Only 10 projects are currently awaiting these studies as of Nov. 1, according to the dashboard.

“Once data collection is completed, DDOT will review the study results to determine what mitigation measures are recommended,” the dashboard says.

Finally, if DDOT decides a change is needed, the agency develops recommendations and prepares a work order for installation.

If the changes include traffic control or parking, the agency is legally required to issue a Notice of Intent that includes a 30-day comment period. For changes that don’t require that step, DDOT says they are usually installed in the following quarter after the TSI is completed.
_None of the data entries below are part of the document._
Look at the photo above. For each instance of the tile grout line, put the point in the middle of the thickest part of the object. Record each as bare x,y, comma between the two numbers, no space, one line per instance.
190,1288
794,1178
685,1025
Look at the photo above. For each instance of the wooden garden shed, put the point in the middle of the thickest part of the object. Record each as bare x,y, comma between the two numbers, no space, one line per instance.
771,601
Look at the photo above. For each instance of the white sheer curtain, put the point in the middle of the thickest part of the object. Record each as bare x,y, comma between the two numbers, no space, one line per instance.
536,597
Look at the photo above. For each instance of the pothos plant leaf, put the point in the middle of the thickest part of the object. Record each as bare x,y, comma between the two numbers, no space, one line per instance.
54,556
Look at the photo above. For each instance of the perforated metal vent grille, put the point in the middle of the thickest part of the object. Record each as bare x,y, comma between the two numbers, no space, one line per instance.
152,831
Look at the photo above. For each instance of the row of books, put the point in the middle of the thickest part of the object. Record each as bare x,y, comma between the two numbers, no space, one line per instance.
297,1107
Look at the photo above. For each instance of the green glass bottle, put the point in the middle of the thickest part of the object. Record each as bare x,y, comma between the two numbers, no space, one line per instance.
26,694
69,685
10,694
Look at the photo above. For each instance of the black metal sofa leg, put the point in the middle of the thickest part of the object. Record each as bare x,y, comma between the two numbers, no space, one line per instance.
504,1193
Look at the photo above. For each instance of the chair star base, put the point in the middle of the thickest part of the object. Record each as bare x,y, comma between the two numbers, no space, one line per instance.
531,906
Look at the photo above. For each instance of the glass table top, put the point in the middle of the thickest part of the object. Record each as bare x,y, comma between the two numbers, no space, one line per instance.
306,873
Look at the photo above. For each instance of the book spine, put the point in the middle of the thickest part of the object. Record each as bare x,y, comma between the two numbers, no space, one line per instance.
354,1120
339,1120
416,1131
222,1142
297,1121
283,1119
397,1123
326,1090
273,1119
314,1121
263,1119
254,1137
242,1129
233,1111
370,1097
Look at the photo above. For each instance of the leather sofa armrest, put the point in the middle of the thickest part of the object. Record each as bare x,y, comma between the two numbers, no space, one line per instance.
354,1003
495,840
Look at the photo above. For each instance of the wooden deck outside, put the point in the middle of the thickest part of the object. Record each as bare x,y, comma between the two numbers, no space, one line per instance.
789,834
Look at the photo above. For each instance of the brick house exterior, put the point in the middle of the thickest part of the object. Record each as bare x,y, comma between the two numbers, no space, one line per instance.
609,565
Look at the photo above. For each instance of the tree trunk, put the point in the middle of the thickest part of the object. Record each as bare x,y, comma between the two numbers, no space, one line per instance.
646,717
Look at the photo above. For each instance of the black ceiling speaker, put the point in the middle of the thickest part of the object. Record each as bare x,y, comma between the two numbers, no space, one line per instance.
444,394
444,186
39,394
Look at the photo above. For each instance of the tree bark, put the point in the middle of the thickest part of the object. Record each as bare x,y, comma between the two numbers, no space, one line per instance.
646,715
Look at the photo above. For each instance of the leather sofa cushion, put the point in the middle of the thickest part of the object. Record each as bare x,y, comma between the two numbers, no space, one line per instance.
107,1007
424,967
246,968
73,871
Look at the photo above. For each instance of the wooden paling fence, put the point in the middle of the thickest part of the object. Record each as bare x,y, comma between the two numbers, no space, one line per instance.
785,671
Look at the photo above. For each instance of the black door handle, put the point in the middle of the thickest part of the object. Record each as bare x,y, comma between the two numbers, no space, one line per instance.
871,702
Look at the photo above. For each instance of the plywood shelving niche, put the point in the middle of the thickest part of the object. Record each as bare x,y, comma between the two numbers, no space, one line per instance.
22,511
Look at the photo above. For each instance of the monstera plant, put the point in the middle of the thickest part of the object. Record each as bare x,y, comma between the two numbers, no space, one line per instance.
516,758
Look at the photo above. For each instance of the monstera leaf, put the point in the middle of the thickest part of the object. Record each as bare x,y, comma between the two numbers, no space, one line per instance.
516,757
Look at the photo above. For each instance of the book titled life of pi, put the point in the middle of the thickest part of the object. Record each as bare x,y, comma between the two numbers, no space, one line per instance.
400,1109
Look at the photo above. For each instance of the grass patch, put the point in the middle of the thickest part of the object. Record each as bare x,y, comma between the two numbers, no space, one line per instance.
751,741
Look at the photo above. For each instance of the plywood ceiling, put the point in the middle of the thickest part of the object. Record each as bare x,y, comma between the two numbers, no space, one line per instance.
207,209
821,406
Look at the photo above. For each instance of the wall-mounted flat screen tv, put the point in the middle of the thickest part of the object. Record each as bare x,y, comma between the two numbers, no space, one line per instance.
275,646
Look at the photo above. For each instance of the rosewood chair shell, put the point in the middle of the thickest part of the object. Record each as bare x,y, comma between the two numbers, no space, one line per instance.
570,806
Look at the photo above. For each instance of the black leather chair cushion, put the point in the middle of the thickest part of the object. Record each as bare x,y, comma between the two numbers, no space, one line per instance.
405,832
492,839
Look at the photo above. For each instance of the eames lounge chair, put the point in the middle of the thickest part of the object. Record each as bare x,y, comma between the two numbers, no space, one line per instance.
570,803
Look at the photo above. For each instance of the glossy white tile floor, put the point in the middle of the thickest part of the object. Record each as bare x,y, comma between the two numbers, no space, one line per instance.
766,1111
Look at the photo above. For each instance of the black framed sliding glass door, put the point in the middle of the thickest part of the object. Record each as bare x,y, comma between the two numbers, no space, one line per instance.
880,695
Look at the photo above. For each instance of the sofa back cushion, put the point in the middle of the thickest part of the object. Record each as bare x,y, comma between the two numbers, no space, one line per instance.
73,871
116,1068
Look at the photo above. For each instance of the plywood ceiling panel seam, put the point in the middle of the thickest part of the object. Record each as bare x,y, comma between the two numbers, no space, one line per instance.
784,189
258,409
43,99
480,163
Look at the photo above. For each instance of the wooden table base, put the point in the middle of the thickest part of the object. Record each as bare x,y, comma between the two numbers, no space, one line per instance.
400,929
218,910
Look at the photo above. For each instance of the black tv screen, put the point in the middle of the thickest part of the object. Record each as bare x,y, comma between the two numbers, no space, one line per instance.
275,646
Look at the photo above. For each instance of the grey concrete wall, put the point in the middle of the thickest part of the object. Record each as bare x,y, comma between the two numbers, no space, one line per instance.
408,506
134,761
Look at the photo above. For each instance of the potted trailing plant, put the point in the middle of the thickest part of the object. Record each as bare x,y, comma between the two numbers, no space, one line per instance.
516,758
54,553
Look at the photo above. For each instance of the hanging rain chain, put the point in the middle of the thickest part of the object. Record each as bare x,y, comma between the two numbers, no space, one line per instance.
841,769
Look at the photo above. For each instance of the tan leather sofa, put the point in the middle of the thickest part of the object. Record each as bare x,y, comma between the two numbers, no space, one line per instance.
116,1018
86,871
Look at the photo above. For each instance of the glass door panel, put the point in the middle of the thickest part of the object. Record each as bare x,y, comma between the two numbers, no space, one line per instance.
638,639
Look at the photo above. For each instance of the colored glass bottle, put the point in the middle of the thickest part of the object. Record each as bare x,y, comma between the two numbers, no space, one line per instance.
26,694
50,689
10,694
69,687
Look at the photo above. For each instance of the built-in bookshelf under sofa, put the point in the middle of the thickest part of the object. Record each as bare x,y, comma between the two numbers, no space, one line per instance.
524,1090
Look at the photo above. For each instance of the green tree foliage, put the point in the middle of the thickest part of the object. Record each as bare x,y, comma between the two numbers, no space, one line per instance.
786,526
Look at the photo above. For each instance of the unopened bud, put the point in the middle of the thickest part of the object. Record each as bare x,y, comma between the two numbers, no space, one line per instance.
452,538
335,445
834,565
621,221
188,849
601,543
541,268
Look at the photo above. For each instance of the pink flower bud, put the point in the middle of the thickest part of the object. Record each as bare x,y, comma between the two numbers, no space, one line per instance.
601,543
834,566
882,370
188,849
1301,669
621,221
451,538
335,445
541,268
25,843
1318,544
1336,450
The dashboard currently doesn’t show any projects with open work orders. It notes, however, that Bowser’s fall safety “blitz” is a special project, set to be completed this season. A DDOT press release on Oct. 25 said in the first two weeks the agency installed 91 speed humps at more than 30 locations as well as right-turn hardening devices in four places, and installed or updated 16 stop signs.

What’s next?

Despite Bowser’s promise to speed up this process, some street safety advocates have said it isn’t enough.

A recent public hearing about whether to nominate interim DDOT Director Everett Lott to the permanent position drew hours of testimony criticizing the agency on traffic safety and raising concerns about the process for installing safety improvements. (Disclosure: GGWash Deputy Director Caitlin Rogger and Policy Manager Alex Baca both testified in support of Lott’s confirmation. Neither had any editorial input into this article.)

In testimony and on Twitter, people complained that DDOT can close safety investigations without an appeal process, often based on things like traffic crash reports some say are incomplete. It’s not yet clear whether any of DDOT’s planned changes to the TSI process will address those concerns.

The public record for the roundtable on Lott’s confirmation closes November 9.

Libby Solomon was a writer/editor and Managing Editor for GGWash from 2020 to 2022. She was previously a reporter for the Baltimore Sun covering the Baltimore suburbs and a writer for Johns Hopkins University’s Centers for Civic Impact.